R's power comes from its packages — free add-ons that extend its capabilities. Install these early:

install.packages(c("tidyverse", "psych", "effectsize", "rstatix"))

tidyverse — A collection of packages for data manipulation and visualization. Includes dplyr for data wrangling and ggplot2 for publication-quality plots. This is the single most important package to learn.
psych — Built for behavioral science research. The describe() function gives you means, standard deviations, skewness, kurtosis, and more in one clean table. Also includes functions for reliability analysis and factor analysis.
effectsize — Calculates Cohen's d, Hedges' g, eta-squared, and other effect size measures directly from your test results.
rstatix — Provides pipe-friendly versions of common statistical tests. Makes it easier to run t-tests, ANOVAs, and correlations within a tidy workflow.

Tips for Beginners

Write scripts, not console commands. Always save your work in .R script files. This makes your analysis reproducible and shareable.
Google your errors. Every R user gets error messages constantly. Copy the error message into a search engine — someone has almost certainly had the same problem and solved it on Stack Overflow.
Start with tidyverse. Learning dplyr and ggplot2 early will make everything else easier. The tidyverse style is more readable than base R for most tasks.
Use projects. Create an RStudio Project for each research study. This keeps your files organized and makes file paths easier to manage.
Do not memorize — reference. Nobody remembers every function.
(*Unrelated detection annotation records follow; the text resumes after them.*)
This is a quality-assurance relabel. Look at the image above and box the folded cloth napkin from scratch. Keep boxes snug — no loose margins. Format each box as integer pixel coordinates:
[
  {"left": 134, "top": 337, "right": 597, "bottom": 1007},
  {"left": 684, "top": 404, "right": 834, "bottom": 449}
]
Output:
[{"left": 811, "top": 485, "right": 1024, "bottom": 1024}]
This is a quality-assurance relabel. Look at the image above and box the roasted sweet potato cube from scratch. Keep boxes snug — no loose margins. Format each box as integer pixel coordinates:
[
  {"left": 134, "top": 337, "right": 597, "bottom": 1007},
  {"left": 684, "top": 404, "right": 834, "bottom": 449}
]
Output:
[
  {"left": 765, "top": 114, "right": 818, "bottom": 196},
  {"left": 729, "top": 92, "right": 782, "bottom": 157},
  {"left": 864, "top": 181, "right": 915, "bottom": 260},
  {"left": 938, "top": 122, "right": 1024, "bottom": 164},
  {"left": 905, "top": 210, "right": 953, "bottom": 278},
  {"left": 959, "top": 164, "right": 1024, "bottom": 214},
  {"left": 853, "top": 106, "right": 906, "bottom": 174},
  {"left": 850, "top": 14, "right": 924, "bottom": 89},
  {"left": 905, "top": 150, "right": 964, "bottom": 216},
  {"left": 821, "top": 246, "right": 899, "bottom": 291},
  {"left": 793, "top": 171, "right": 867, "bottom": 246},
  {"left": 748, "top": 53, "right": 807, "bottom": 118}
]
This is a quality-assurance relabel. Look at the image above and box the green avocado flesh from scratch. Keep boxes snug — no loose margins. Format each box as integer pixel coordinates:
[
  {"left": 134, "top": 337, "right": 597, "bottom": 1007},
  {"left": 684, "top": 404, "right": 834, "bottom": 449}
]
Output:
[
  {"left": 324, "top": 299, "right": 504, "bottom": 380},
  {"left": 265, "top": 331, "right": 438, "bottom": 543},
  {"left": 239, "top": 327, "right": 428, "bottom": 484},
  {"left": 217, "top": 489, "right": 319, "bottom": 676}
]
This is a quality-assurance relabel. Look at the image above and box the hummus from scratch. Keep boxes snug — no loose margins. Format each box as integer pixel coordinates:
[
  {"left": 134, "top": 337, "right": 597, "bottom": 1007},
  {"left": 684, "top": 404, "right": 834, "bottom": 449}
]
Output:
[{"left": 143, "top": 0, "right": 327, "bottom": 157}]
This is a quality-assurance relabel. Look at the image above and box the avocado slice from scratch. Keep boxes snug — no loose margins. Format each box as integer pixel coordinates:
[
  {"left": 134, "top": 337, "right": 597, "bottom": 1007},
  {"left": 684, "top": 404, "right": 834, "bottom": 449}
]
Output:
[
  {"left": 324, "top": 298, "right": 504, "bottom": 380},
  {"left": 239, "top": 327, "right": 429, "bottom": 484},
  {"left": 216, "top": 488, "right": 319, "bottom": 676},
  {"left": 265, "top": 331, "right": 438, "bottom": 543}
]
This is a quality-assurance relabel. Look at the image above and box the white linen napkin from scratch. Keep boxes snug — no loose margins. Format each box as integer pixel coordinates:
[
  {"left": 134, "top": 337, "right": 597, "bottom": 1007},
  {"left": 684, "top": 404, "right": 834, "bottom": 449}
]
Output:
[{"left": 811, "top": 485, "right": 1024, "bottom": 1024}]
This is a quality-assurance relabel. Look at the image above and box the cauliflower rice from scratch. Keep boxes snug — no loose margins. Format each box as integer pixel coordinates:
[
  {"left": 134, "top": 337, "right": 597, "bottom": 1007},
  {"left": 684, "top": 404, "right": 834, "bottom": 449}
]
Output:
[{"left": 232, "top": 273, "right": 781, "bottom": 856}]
Keep cheat sheets handy (RStudio publishes excellent ones for free) and look things up as needed.

When You Need a Quick Calculation

Sometimes you just need a fast effect size or power analysis result without writing a full script — especially during a proposal defense or committee meeting. The free calculators on Subthesis let you compute effect sizes, power analyses, and reliability coefficients in your browser. They pair well with R for when you want to double-check a result or get a quick estimate before coding up the full analysis.

R has a steep first hour and a gentle slope after that. Write your first script, run your first t-test, and you will see why so many researchers swear by it.